Lessons amid the Rubble: An Introduction to Post-Disaster Engineering and Ethics (Johns Hopkins Introductory Studies in the History of Technology)
T**S
Very insightful
This book is a must read for civil engineers, students and veterans alike. It clearly demonstrates how Engineering is much more than just "running the numbers".
C**R
I didn't get much from it, but others might
As a structural engineer with a strong interest in forensic engineering, I very much looked forward to this book, since it asks the question of what structural engineers should do differently (or not) after the experience of disasters such as 9/11.The author, Sarah Pfatteicher, is a historian who happens to work in a university civil engineering department, which is very unusual and entails intriguing possibilities regarding the insights she might offer. Unfortunately, I found the book a bit shallow, which is probably a reflection of her not herself being an engineer.

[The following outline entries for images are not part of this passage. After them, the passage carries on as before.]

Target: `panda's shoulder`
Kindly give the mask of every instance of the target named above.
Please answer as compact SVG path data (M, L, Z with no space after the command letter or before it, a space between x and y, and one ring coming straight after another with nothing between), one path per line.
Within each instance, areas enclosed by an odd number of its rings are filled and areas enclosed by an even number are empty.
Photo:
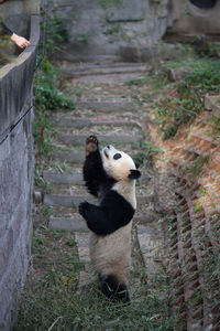
M102 200L102 204L113 204L116 206L120 205L121 207L124 209L131 209L133 210L132 205L130 204L129 201L127 201L127 199L120 194L119 192L117 192L116 190L109 190L103 200Z

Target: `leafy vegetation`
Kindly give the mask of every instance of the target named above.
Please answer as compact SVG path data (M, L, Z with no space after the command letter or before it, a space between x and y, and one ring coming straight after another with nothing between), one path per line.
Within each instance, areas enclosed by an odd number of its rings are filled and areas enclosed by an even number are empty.
M175 65L182 66L180 63L167 63L167 66ZM202 58L189 61L187 65L191 67L189 74L180 82L166 86L155 103L155 117L164 140L174 137L182 125L204 110L206 93L220 90L219 61Z
M62 242L65 252L57 252ZM47 254L44 252L46 243L54 247L56 258L48 256L48 248ZM41 273L34 273L30 284L26 284L14 331L50 330L52 325L57 331L174 330L176 317L170 317L168 277L165 273L146 284L145 268L133 247L132 302L108 302L97 282L77 290L84 265L77 259L75 244L74 235L67 232L54 231L52 234L42 226L35 233L35 270L42 268L42 258L44 265Z

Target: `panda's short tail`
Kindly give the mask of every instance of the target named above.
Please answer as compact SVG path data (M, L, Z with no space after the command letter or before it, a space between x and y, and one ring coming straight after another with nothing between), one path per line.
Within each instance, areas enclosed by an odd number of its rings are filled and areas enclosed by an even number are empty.
M99 276L102 293L111 301L130 302L127 284L120 284L114 275Z

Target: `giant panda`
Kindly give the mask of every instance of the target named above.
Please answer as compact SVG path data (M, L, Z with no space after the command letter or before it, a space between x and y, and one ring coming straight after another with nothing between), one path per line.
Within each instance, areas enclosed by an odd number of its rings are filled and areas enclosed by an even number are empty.
M91 231L90 257L109 300L130 301L127 273L131 264L131 227L136 209L135 180L141 172L130 156L98 139L86 140L84 180L99 205L82 202L79 213Z

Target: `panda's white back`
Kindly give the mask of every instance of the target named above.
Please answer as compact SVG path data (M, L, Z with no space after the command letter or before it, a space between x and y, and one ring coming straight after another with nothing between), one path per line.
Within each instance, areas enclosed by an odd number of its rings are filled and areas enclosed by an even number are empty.
M125 281L131 265L132 222L106 236L90 236L90 257L96 271L101 275L116 275Z

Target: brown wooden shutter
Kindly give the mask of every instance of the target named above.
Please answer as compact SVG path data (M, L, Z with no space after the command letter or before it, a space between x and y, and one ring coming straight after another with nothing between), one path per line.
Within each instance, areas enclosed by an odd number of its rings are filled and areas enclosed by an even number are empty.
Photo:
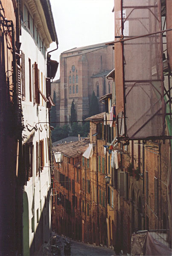
M157 179L154 177L155 213L157 215Z
M26 97L25 88L25 57L24 54L21 53L21 67L22 79L22 99L24 100Z
M19 109L21 109L20 68L17 65L17 104Z
M125 173L124 172L120 172L120 196L125 197Z
M146 171L146 202L148 204L148 172Z
M35 69L34 69L34 65L32 65L32 89L33 89L33 105L34 105L35 104Z
M39 143L36 142L36 176L39 173Z

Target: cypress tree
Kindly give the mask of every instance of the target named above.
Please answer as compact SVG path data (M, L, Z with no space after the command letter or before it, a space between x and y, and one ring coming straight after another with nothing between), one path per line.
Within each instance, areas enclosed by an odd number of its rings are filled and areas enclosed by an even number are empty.
M99 114L99 113L98 98L96 96L94 91L93 91L91 102L89 106L89 116L94 116L94 115Z

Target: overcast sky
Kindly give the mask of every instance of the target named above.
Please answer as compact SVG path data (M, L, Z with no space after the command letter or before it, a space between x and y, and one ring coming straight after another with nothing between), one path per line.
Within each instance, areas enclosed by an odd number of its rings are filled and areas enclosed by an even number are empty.
M114 40L114 0L50 0L58 49L50 54L59 62L61 53ZM50 50L56 48L51 45ZM54 80L60 78L60 65Z

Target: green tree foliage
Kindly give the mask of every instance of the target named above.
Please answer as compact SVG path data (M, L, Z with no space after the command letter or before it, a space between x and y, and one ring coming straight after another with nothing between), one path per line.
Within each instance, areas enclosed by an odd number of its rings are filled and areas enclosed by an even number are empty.
M57 126L51 132L52 142L68 137L70 131L70 128L67 125L65 125L62 127Z
M53 101L55 105L56 100L55 100L55 92L54 91L53 94ZM56 121L56 113L55 113L55 106L52 106L51 107L51 112L50 112L50 121L51 122L53 122ZM55 123L51 122L51 125L55 127L57 124Z
M71 122L76 122L77 121L77 115L76 110L75 108L75 104L74 102L74 100L72 103L71 107L70 108L70 121Z
M98 98L95 95L94 91L93 91L91 102L89 106L89 116L94 116L94 115L99 114L99 113Z

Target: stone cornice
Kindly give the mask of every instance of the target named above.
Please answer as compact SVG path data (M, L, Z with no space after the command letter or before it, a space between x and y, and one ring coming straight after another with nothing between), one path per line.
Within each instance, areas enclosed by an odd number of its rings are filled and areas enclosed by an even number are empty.
M49 48L52 41L40 1L39 0L27 0L27 1L24 1L24 3L29 7L31 14L34 18L35 24L37 27L44 44L47 48Z

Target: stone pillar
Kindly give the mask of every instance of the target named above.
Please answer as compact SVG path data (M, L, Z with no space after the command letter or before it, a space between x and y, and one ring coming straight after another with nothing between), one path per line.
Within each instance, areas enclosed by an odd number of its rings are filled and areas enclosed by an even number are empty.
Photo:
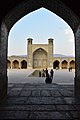
M61 61L59 62L59 69L61 70Z
M75 34L75 95L80 97L80 26Z
M8 32L4 23L0 28L0 100L7 95L7 40Z
M13 62L11 61L11 69L13 69Z
M48 69L53 69L53 39L48 39Z
M19 61L19 69L21 69L21 62Z
M32 38L28 38L28 44L27 44L27 69L33 68L33 55L32 55Z

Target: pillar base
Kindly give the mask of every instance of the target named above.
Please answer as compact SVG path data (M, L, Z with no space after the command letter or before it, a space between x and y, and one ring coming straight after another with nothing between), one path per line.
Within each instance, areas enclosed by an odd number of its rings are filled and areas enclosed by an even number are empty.
M0 76L0 100L6 97L7 88L8 88L8 78L5 76Z

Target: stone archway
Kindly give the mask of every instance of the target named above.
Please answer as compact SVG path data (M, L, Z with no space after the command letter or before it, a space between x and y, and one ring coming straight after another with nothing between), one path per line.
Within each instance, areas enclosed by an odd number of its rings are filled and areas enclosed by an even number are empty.
M75 92L80 95L80 19L78 16L63 4L60 0L28 0L23 1L5 16L0 25L0 98L7 94L7 48L8 34L12 26L23 16L28 13L44 7L62 19L64 19L72 28L75 35L76 45L76 75L75 75ZM4 66L4 67L3 67Z
M7 60L7 68L11 69L11 62L10 62L10 60Z
M13 69L19 69L19 62L17 60L14 60L12 63L12 68Z
M61 63L61 68L62 69L67 69L68 68L68 62L66 60L63 60Z
M60 64L60 62L58 60L54 61L53 68L54 69L59 69L59 64Z
M26 69L27 68L27 62L25 60L21 61L21 68Z
M33 52L33 68L47 68L48 67L47 52L42 48Z
M75 61L70 61L69 66L72 67L72 69L75 69Z

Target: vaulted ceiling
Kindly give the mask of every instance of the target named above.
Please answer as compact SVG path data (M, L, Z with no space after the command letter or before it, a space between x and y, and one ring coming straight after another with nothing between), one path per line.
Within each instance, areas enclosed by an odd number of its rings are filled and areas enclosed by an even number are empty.
M24 0L0 0L0 22L3 20L4 16L11 11L16 5L21 3ZM26 0L29 1L29 0ZM35 0L38 2L38 0ZM52 0L41 0L41 1L52 1ZM66 4L69 8L71 8L74 13L80 17L80 4L79 0L60 0L64 4Z

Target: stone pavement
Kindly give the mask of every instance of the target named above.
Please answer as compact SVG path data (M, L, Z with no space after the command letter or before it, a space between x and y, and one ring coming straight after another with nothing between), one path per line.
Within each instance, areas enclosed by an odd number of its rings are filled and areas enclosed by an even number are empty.
M73 85L9 83L0 119L80 120L80 101Z

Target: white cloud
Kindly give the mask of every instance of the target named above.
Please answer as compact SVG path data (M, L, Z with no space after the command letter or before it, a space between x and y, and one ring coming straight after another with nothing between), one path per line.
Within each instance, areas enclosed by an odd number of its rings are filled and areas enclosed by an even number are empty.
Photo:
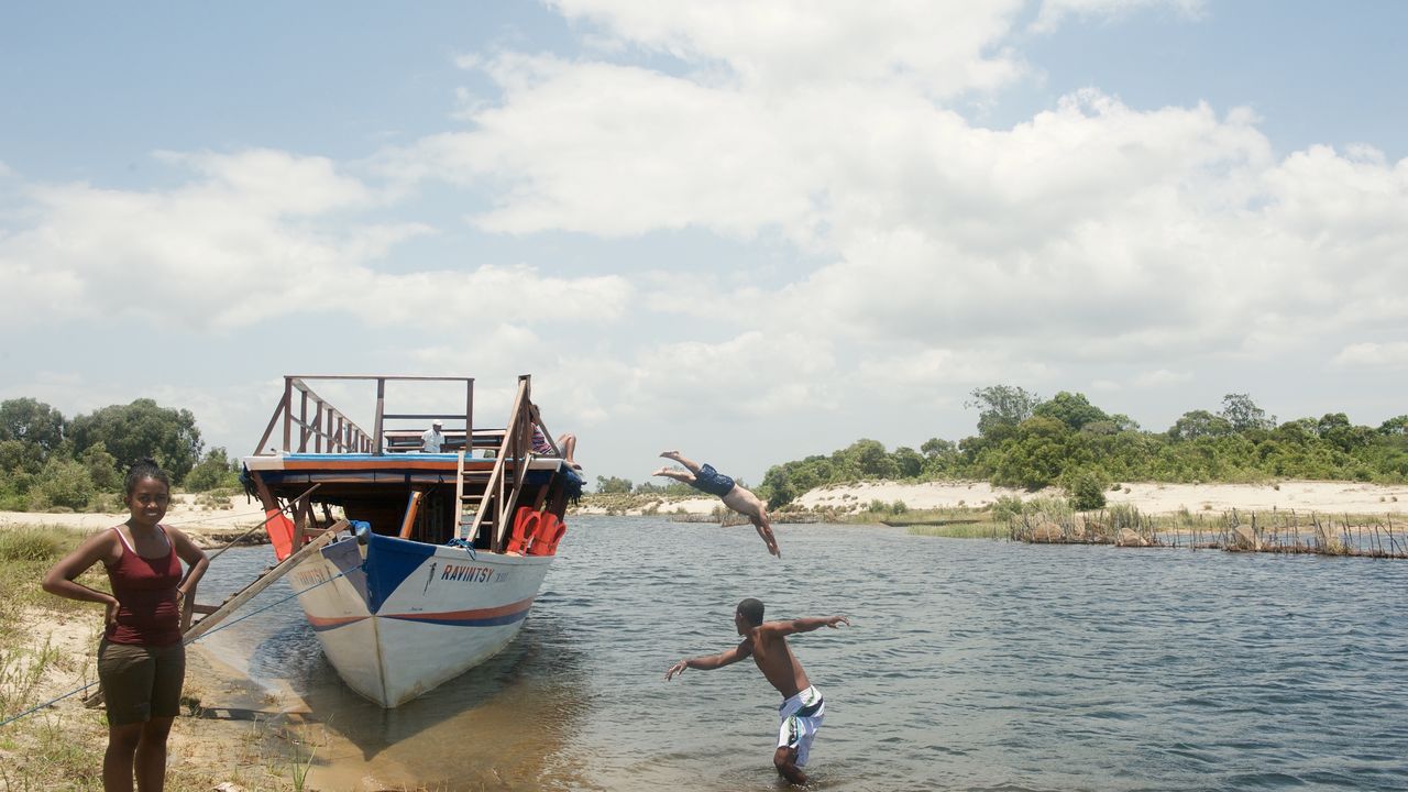
M380 199L328 161L270 151L162 158L204 179L168 192L30 190L38 218L0 238L0 321L104 313L228 331L365 306L372 324L444 328L505 306L521 306L513 316L529 324L610 320L631 292L617 276L551 278L527 265L377 272L372 264L431 228L356 221L351 210ZM427 311L428 300L446 310Z
M1343 368L1408 368L1408 341L1350 344L1335 355L1335 365Z
M1011 52L991 52L1021 0L849 0L828 3L822 13L807 0L553 4L569 20L600 24L610 49L665 52L696 66L701 82L736 80L773 97L818 85L869 83L955 96L1000 87L1022 70ZM710 70L714 63L727 69Z
M658 344L631 365L621 407L718 421L826 410L834 368L824 341L797 333Z
M1052 32L1069 17L1119 18L1132 11L1164 6L1188 18L1202 13L1204 0L1042 0L1042 10L1032 23L1036 32Z
M1173 372L1169 369L1155 369L1146 371L1135 376L1135 388L1167 388L1170 385L1178 385L1183 382L1193 380L1193 373L1180 371Z

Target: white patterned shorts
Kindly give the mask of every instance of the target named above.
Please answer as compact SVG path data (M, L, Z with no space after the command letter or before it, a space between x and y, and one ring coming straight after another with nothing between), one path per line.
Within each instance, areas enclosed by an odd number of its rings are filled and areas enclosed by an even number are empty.
M777 707L777 747L797 748L797 764L807 764L811 741L817 737L822 719L826 717L826 702L821 698L821 692L810 686L787 699Z

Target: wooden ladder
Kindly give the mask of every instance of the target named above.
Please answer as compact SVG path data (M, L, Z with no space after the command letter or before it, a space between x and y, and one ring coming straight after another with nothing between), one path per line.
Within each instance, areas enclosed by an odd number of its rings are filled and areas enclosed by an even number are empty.
M465 469L465 454L459 454L459 476L455 485L455 495L459 502L459 517L456 531L463 531L460 538L474 540L479 531L486 527L494 537L490 550L503 552L507 541L507 528L513 521L514 507L518 505L518 493L522 490L524 478L528 475L528 450L532 438L532 417L529 396L529 378L518 378L518 395L514 396L514 407L510 413L510 424L504 431L504 438L494 455L494 466L486 475L477 471ZM460 536L456 533L456 536Z

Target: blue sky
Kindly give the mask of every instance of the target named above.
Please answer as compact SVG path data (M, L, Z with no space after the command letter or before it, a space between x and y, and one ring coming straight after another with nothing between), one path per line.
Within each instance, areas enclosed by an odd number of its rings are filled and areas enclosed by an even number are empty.
M819 11L824 10L825 13ZM534 373L589 476L1402 413L1408 6L0 7L0 397L248 452L297 372ZM346 400L366 413L363 393ZM365 419L363 419L365 420Z

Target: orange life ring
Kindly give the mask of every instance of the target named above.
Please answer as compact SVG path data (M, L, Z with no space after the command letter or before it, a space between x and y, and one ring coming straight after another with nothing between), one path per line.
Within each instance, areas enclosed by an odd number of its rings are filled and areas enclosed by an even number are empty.
M558 543L562 534L567 533L567 524L552 512L543 512L538 519L538 536L534 537L528 555L552 555L558 552Z
M273 557L283 561L293 554L293 520L279 509L265 510L265 533L273 545Z
M524 550L528 548L528 543L532 541L534 536L538 533L538 512L531 506L520 506L518 512L514 514L514 534L508 538L508 547L504 552L511 555L522 555Z

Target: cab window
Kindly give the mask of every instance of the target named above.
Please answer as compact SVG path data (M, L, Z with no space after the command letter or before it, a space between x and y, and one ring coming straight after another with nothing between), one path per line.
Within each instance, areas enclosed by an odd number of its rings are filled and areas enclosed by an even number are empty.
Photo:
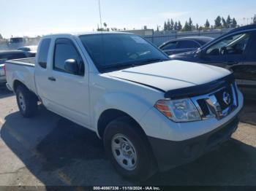
M250 34L243 33L227 36L206 50L206 55L242 55L246 50Z
M45 39L42 40L38 52L38 64L43 69L46 69L47 58L48 57L50 39Z
M191 40L181 40L178 43L178 48L198 48L198 43Z
M171 50L171 49L176 49L177 48L177 42L170 42L167 43L167 44L164 45L161 50Z

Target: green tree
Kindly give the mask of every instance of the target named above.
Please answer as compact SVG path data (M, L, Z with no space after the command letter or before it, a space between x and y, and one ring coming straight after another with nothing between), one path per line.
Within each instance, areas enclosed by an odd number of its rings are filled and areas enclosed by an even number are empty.
M232 23L231 23L231 28L236 28L237 27L237 22L235 18L233 18Z
M256 24L256 14L255 15L255 16L253 17L253 24Z
M173 20L171 19L171 20L170 20L170 31L173 31L173 29L174 29L174 22L173 22Z
M168 21L167 22L167 30L170 31L170 19L168 19Z
M165 21L165 24L164 24L164 31L167 31L167 23L166 21Z
M230 15L227 16L226 23L227 23L227 28L230 28L232 24L232 19L230 18Z
M193 22L192 21L191 17L189 17L189 31L192 31L193 28Z
M182 25L181 23L181 21L178 20L178 31L181 31L182 29Z
M185 25L182 29L183 31L191 31L190 30L190 27L189 27L189 23L187 23L187 21L186 21L185 23Z
M223 26L224 28L229 28L228 26L227 26L227 21L226 21L226 20L224 17L222 18L222 26Z
M222 18L220 16L218 16L215 20L215 28L221 28L222 27Z
M174 30L175 30L175 31L178 31L178 23L177 23L177 21L176 21L175 23L174 23Z
M206 19L206 24L205 24L205 28L210 28L210 23L208 20L208 19Z

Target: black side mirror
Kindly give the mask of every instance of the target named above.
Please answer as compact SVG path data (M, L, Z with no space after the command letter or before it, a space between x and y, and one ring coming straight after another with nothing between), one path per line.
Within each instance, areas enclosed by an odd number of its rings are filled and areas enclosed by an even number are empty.
M65 71L73 74L78 74L79 68L77 61L75 59L68 59L65 61Z

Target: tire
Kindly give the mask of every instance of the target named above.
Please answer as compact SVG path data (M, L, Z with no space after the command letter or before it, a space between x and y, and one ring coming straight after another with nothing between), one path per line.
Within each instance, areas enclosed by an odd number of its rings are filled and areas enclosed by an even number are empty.
M146 180L157 168L146 137L138 126L126 117L110 122L104 133L104 147L120 174L130 179Z
M16 88L16 100L20 114L24 117L35 115L37 110L37 97L25 86Z

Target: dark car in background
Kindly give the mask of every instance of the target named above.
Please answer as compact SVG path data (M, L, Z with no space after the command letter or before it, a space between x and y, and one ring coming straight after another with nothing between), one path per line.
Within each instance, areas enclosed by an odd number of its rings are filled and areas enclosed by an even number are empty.
M4 63L9 60L27 58L26 54L20 50L0 51L0 84L6 82Z
M159 47L168 55L197 50L214 38L206 36L184 37L166 42Z
M31 46L26 46L19 47L18 49L18 50L23 51L28 58L32 58L36 57L36 53L37 51L37 46L36 45L31 45Z
M196 51L170 58L230 69L244 93L256 95L256 25L235 28Z

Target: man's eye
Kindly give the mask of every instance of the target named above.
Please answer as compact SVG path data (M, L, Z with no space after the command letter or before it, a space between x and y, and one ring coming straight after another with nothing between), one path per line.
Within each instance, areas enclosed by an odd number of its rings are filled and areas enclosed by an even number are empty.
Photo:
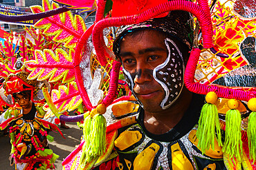
M133 60L133 59L125 59L124 61L124 63L126 63L126 64L132 64L132 63L135 63L135 61Z
M155 61L155 60L156 60L158 58L159 58L159 56L150 56L149 57L148 61Z

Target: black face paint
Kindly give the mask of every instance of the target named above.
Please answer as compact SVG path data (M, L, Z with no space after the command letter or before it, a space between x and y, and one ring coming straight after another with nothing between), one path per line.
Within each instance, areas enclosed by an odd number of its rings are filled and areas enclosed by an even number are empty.
M181 52L175 43L167 38L165 40L166 47L168 50L167 57L166 60L161 65L156 66L154 70L145 69L143 74L149 76L153 76L153 78L162 86L165 92L165 97L161 103L163 109L170 107L179 98L183 89L184 83L184 70L185 65ZM132 94L134 95L134 79L136 76L140 78L142 75L142 70L138 72L135 70L134 73L130 73L123 68L123 73L128 87ZM143 107L142 103L138 100L139 104Z
M179 98L183 89L185 65L181 52L170 39L165 40L168 50L167 58L158 65L153 72L154 78L162 86L165 97L161 104L163 109L171 106Z

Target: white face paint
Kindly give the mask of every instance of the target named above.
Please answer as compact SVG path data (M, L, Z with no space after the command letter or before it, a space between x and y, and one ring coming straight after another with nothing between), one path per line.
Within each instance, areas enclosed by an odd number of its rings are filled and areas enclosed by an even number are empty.
M153 70L154 78L162 86L165 97L161 104L163 109L170 107L179 98L184 86L185 65L182 54L171 39L165 39L168 55L162 64Z
M175 43L167 38L165 43L168 50L166 60L161 65L156 66L153 70L153 77L163 88L165 96L161 103L163 109L170 107L179 98L184 86L183 76L185 65L182 54ZM125 70L123 72L128 87L134 94L134 80L131 74ZM143 103L138 100L139 104L143 107Z

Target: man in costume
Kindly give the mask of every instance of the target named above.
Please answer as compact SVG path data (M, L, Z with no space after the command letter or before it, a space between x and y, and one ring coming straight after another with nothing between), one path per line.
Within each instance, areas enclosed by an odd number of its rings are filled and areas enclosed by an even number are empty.
M190 19L188 12L171 12L118 31L113 51L140 108L137 123L118 129L117 157L100 169L115 162L115 169L226 169L218 145L203 153L197 147L204 98L183 83L192 47Z
M45 112L32 102L40 89L36 80L27 80L28 75L26 72L10 74L3 82L2 88L18 105L1 115L6 118L0 128L9 127L11 164L15 163L15 169L55 169L53 163L59 156L49 149L47 140L53 141L48 132L57 127L42 120Z

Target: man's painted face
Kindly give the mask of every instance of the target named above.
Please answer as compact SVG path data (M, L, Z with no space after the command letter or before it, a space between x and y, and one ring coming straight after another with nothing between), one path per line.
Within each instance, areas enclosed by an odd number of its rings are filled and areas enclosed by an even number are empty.
M168 108L183 87L184 64L174 41L157 31L126 36L120 56L127 84L148 111Z
M30 106L31 101L28 95L24 96L22 94L16 94L15 100L22 109L28 109Z

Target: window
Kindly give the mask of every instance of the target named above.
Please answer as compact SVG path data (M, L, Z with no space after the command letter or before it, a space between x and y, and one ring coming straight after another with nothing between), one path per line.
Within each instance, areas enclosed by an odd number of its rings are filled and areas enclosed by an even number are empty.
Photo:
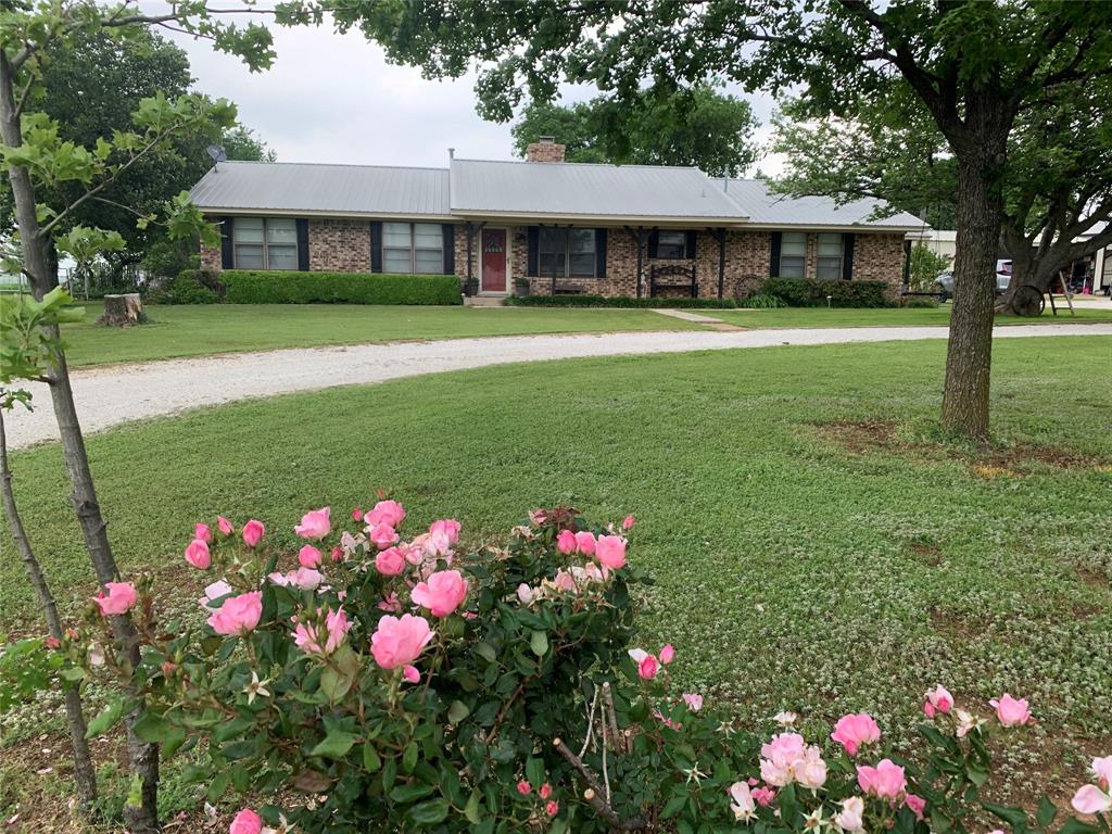
M804 231L785 231L780 238L780 277L802 278L807 257L807 235Z
M687 252L686 231L659 231L656 237L656 257L662 260L681 260L694 258L695 252Z
M383 271L439 275L444 232L439 224L383 224Z
M539 277L595 277L595 230L554 229L543 226L537 235Z
M237 269L297 269L297 220L237 217L231 237Z
M842 277L842 236L823 232L818 236L815 277L837 280Z

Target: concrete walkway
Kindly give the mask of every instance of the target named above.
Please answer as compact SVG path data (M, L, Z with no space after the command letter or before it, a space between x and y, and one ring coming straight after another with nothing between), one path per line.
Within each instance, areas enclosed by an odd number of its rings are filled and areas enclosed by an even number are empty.
M112 365L72 373L81 425L101 431L128 420L176 414L251 397L307 391L340 385L479 368L506 363L593 356L672 354L689 350L832 345L865 341L944 339L945 327L864 327L744 330L741 332L620 332L575 336L503 336L424 342L226 354ZM1023 325L1000 327L995 338L1112 336L1106 325ZM1109 345L1112 349L1112 342ZM12 448L57 438L50 395L33 385L37 408L17 408L7 420Z

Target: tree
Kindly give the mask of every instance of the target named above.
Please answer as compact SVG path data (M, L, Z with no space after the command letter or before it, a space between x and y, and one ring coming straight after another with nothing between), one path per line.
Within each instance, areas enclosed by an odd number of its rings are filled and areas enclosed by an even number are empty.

She correctly notes that engineering is characterized by ambiguity, imperfection, limitations, tradeoffs, creativity, and caution, rather being a simple application of precise principles in order to obtain uniformly optimal solutions ("applied science"), but this is obvious to all experienced engineers who are at least a little bit reflective and not limited solely to cookie-cutter design.What annoyed me more is that, in trying to answer the question of how structural engineers should respond to disasters resulting from terrorism, she doesn't seem to quite grasp the point that terrorism is a sociopolitical problem which requires a sociopolitical solution, not fundamentally an engineering problem. It's fine for engineers to fortify particularly attractive targets against attacks, but we can never fully achieve security in this way because of economic and physical constraints, plus terrorists can easily just switch to other targets anyway. I'm not saying that Pfatteicher is unaware of this, but she never quite homes in on this fundamental truth.All of this is somewhat harsh criticism, so let me end on a more positive note. While I didn't get much from this book, perhaps non-engineers and young engineers would benefit much more than I did, and perhaps they're the true intended audience. For that reason, I'll be generous and give the book 4 stars, and I hope that other reviewers will chime in to offer different perspectives on the book.
T**Y
Five Stars
Good
B**A
Five Stars
Great!
T**H
One Star
Disappointing. Very little actual data.